Notre hypothèse est que la politique publique de lutte contre les discriminations, telle qu’elle se traduit à travers la création de ces commissions, apparaît comme le pendant d’une politique aux contours plus répressifs, énoncée et menée par le ministre de l’Intérieur. Cette corrélation posée entre lutte contre la discrimination et lutte contre l’insécurité apparaît clairement lorsque Jean-Pierre Chevènement déclare, devant les préfets : « avec la CODAC, nous plaçons l’État au premier rang de la lutte pour l’égal accès à l’emploi et contre la discrimination. C’est aussi une manière d’être plus efficace dans notre lutte contre la montée des violences urbaines et l’augmentation de la délinquance » [10]. Elle est également manifeste dans l’énoncé de la circulaire du ministère de l’Intérieur qui crée les CODAC.

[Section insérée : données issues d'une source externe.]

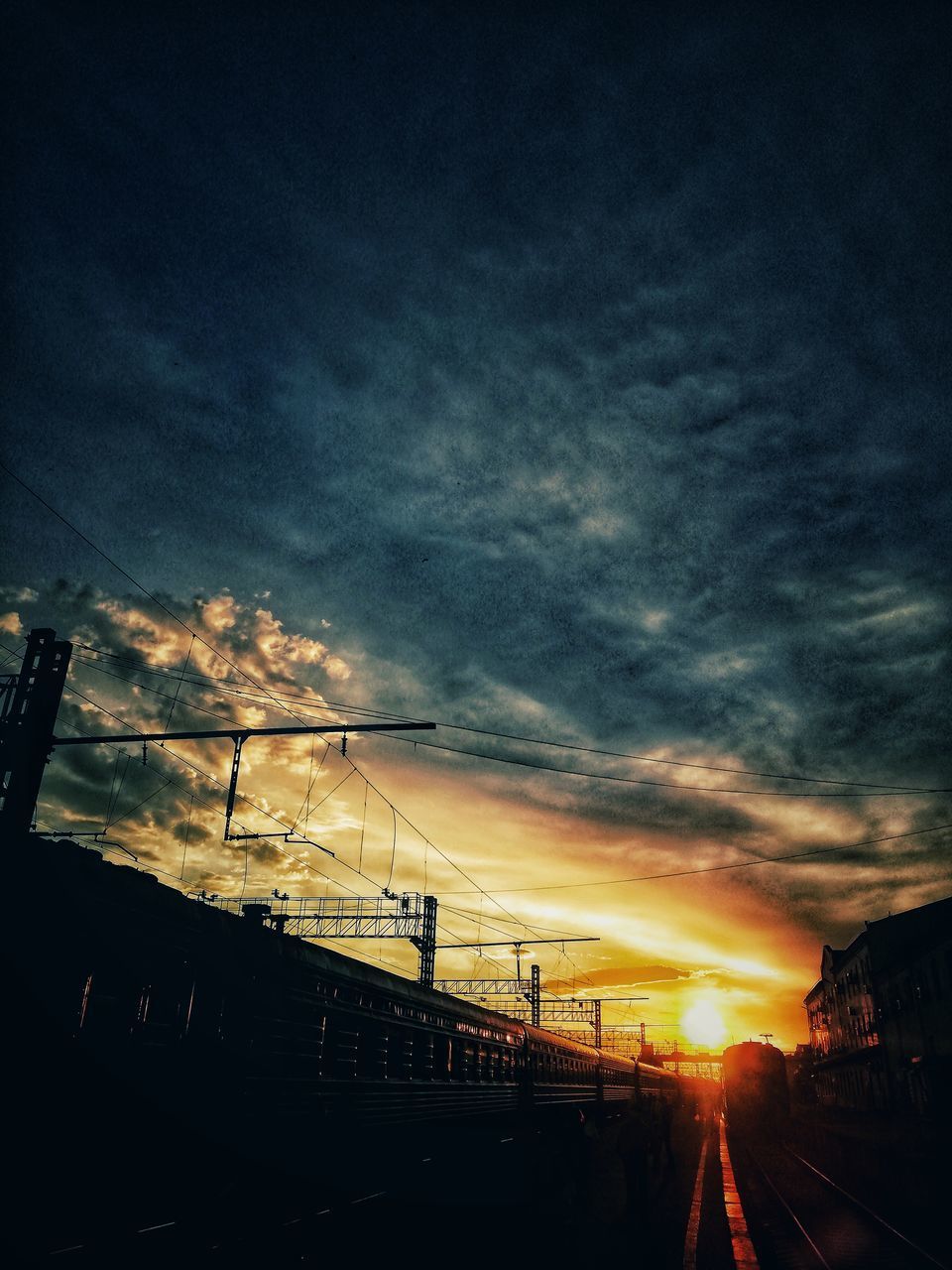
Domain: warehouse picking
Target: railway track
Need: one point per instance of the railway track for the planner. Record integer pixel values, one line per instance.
(801, 1219)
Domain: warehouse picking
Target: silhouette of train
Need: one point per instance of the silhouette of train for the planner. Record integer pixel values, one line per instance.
(176, 1003)
(756, 1095)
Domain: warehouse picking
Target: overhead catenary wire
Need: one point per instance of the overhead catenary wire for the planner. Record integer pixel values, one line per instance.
(688, 873)
(536, 740)
(273, 846)
(416, 829)
(879, 792)
(647, 878)
(140, 587)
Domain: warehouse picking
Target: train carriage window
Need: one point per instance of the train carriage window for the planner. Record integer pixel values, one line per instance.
(372, 1052)
(422, 1057)
(344, 1053)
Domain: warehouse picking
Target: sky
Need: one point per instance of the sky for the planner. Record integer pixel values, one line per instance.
(574, 377)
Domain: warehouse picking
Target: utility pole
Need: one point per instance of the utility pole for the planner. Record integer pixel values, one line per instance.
(27, 733)
(27, 726)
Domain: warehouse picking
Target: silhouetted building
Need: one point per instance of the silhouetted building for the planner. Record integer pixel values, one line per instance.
(881, 1016)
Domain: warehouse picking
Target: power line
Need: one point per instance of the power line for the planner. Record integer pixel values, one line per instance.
(669, 785)
(869, 792)
(687, 873)
(144, 589)
(394, 810)
(536, 740)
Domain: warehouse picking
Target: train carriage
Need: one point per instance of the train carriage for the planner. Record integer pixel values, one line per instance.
(756, 1096)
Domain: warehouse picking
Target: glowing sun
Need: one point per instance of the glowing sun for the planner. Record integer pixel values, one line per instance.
(702, 1025)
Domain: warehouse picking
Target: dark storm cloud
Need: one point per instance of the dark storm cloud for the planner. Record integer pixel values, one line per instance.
(590, 373)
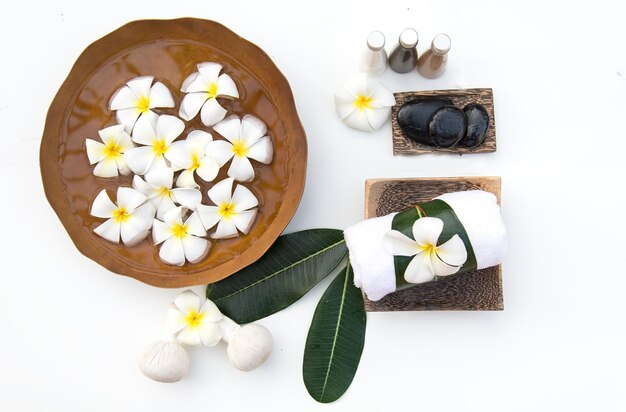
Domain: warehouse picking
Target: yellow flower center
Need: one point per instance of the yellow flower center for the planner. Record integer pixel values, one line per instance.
(120, 215)
(195, 161)
(143, 104)
(112, 150)
(179, 231)
(240, 148)
(212, 90)
(194, 319)
(363, 102)
(159, 147)
(227, 210)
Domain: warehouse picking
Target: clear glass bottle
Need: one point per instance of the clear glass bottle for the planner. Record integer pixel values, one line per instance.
(432, 64)
(374, 60)
(403, 58)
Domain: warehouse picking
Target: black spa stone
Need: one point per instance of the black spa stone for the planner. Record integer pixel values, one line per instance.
(414, 117)
(477, 125)
(447, 126)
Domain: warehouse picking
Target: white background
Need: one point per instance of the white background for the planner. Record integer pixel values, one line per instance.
(70, 331)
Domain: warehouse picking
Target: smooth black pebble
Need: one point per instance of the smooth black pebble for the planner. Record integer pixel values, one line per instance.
(414, 117)
(477, 125)
(447, 126)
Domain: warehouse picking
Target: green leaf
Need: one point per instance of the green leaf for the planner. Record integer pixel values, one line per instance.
(335, 341)
(287, 271)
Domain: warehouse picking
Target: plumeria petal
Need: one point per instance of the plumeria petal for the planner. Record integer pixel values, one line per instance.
(140, 159)
(419, 269)
(229, 128)
(226, 87)
(427, 230)
(222, 191)
(252, 129)
(209, 215)
(129, 198)
(210, 334)
(241, 169)
(453, 251)
(102, 206)
(243, 199)
(196, 248)
(106, 168)
(169, 128)
(262, 151)
(191, 104)
(221, 151)
(244, 220)
(212, 112)
(225, 229)
(160, 96)
(208, 169)
(398, 244)
(190, 198)
(110, 230)
(189, 301)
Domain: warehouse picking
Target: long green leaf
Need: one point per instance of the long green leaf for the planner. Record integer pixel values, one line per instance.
(335, 341)
(289, 269)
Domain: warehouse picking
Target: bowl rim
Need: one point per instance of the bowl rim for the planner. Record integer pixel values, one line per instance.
(88, 61)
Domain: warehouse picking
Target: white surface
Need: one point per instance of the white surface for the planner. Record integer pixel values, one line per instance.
(71, 331)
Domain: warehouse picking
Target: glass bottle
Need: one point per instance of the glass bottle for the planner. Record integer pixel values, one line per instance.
(374, 60)
(432, 64)
(403, 58)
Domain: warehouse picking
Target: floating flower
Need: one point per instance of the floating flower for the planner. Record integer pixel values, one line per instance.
(182, 240)
(157, 135)
(135, 100)
(247, 140)
(430, 260)
(203, 88)
(158, 189)
(232, 211)
(194, 320)
(108, 155)
(131, 217)
(364, 103)
(190, 155)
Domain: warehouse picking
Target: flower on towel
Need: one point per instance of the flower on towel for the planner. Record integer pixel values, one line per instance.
(429, 259)
(194, 320)
(203, 88)
(364, 103)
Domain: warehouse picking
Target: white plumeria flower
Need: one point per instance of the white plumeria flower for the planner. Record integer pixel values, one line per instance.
(430, 260)
(131, 218)
(203, 88)
(157, 135)
(190, 155)
(232, 211)
(194, 320)
(108, 155)
(135, 100)
(158, 189)
(247, 139)
(364, 103)
(182, 240)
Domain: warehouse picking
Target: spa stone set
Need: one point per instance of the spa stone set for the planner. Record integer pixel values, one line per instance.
(184, 190)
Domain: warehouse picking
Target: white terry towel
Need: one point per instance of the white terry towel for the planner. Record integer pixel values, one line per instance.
(374, 272)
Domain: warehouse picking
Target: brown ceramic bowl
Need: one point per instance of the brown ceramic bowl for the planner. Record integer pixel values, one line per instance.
(169, 50)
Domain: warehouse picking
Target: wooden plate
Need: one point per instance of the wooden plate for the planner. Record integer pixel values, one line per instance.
(478, 290)
(170, 50)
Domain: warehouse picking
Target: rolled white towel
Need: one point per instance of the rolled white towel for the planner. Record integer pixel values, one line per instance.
(373, 265)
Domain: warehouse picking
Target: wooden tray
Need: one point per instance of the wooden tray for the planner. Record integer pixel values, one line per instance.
(402, 145)
(478, 290)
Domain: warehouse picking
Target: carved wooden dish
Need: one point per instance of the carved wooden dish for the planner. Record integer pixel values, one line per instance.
(402, 145)
(478, 290)
(170, 50)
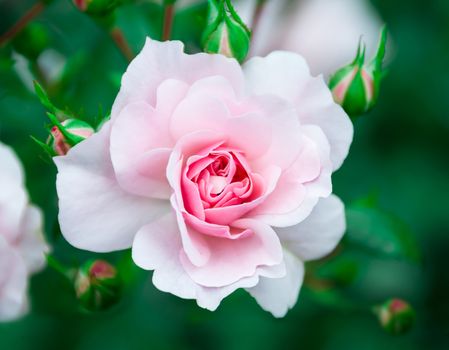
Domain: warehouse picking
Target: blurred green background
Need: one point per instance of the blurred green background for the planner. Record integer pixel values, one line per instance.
(400, 152)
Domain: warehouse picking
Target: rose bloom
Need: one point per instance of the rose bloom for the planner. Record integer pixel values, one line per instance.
(217, 176)
(22, 246)
(325, 32)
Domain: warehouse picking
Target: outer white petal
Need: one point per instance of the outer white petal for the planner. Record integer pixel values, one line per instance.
(319, 234)
(159, 61)
(13, 283)
(13, 197)
(32, 245)
(95, 213)
(287, 75)
(157, 247)
(278, 295)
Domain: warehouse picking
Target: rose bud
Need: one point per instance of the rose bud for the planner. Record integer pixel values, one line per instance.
(31, 41)
(67, 134)
(97, 285)
(97, 7)
(226, 34)
(356, 86)
(395, 316)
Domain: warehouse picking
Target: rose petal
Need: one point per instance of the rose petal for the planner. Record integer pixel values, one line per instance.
(137, 152)
(278, 295)
(13, 283)
(301, 185)
(319, 234)
(32, 245)
(13, 198)
(287, 75)
(159, 61)
(232, 260)
(157, 246)
(94, 211)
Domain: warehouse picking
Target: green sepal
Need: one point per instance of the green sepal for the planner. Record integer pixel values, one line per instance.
(47, 149)
(71, 139)
(67, 272)
(222, 17)
(375, 66)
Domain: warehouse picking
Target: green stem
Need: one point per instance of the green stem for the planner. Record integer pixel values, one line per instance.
(258, 10)
(121, 42)
(235, 15)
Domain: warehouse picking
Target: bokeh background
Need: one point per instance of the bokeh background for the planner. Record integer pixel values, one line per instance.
(400, 155)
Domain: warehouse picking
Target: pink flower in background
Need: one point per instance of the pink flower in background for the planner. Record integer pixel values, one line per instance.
(217, 176)
(325, 32)
(22, 246)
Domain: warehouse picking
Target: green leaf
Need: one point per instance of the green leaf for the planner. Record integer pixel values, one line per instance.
(43, 97)
(341, 271)
(47, 149)
(380, 232)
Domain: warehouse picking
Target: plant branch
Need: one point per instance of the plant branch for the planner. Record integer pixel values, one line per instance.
(33, 12)
(122, 44)
(257, 14)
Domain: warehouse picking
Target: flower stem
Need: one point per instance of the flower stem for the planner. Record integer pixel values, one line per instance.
(33, 12)
(169, 12)
(122, 44)
(258, 10)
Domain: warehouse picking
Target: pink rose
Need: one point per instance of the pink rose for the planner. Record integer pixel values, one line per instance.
(218, 177)
(21, 242)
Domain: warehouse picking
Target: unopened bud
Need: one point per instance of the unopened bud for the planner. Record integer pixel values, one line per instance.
(97, 7)
(395, 316)
(226, 34)
(67, 134)
(356, 86)
(97, 285)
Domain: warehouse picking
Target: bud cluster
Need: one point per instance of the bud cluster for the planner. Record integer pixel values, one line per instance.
(97, 285)
(356, 86)
(225, 33)
(97, 7)
(63, 134)
(395, 316)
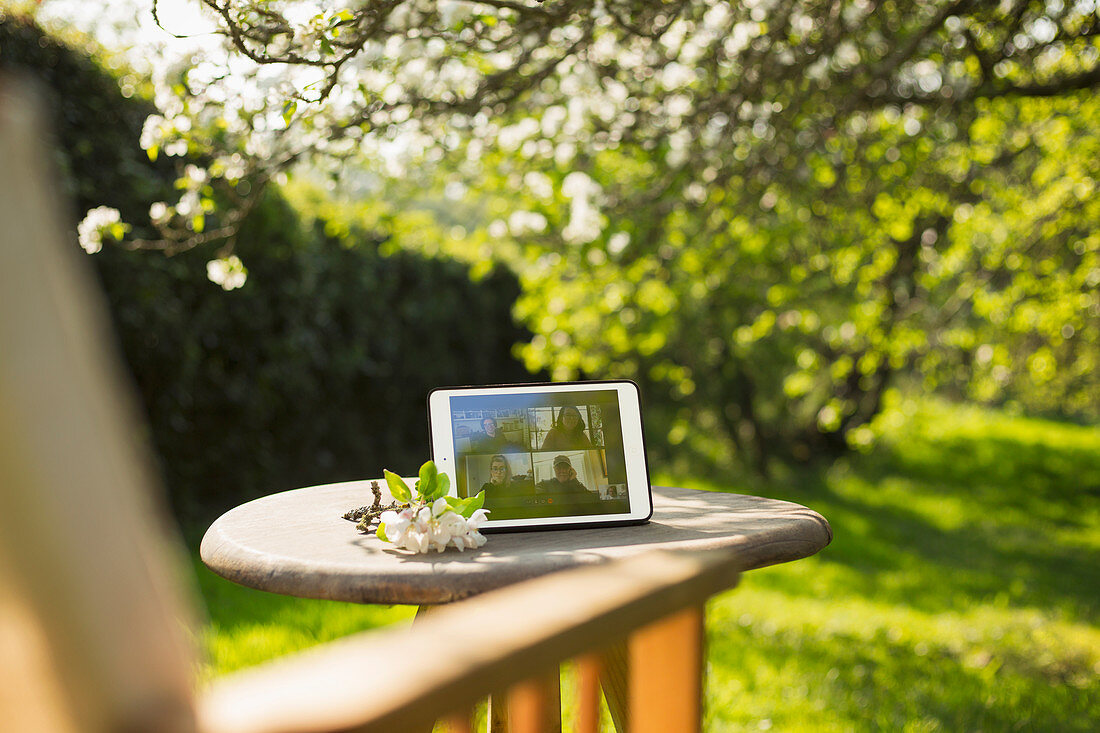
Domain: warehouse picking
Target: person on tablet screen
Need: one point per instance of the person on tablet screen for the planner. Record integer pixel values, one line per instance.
(492, 439)
(568, 431)
(564, 480)
(502, 482)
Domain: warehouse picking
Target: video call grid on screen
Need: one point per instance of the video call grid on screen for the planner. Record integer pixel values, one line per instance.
(541, 455)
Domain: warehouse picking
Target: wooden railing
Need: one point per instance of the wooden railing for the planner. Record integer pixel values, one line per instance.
(636, 625)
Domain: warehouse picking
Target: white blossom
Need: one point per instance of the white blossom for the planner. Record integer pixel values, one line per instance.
(433, 527)
(90, 231)
(228, 272)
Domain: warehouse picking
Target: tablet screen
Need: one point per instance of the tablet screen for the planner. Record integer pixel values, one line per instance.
(541, 455)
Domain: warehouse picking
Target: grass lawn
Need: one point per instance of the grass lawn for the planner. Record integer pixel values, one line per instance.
(960, 593)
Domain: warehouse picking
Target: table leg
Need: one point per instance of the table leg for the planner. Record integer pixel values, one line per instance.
(615, 679)
(532, 706)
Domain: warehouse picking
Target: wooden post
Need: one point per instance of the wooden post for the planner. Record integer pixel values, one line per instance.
(667, 674)
(589, 668)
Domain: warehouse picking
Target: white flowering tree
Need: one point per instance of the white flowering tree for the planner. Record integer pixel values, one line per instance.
(767, 210)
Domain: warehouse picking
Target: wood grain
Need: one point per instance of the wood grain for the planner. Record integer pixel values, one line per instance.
(667, 674)
(84, 539)
(403, 680)
(296, 543)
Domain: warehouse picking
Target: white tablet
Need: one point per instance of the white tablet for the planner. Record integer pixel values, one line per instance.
(562, 455)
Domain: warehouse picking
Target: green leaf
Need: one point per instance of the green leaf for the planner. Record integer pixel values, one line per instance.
(428, 477)
(473, 504)
(288, 110)
(398, 489)
(442, 485)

1.1. Retour sur une circulaire
L’analyse de la circulaire du ministère de l’Intérieur portant sur la mise en place des CODAC permet d’interroger la manière dont est appréhendée leur mission et, de manière corrélative, la compréhension « pratique » que les pouvoirs publics ont de la notion de discrimination. Cette circulaire contient trois parties : « Composition de la CODAC » ; « Mission de la CODAC » ; « Mise en œuvre ». Elle comprend également une partie introductive intitulée « Objet : mise en place d’une commission départementale d’accès à la citoyenneté ». L’analyse de contenu qui suit porte uniquement sur cette dernière. C’est en effet en son sein qu’est exposée la philosophie d’action de ces structures et, de manière sous jacente, l’appropriation de la discrimination par les pouvoirs publics en général, par le ministre de l’Intérieur Jean-Pierre Chevènement en particulier.
Proposée ci-dessous dans son intégralité, l’introduction de cette circulaire dévoile une corrélation entre lutte contre la discrimination et lutte contre l’insécurité.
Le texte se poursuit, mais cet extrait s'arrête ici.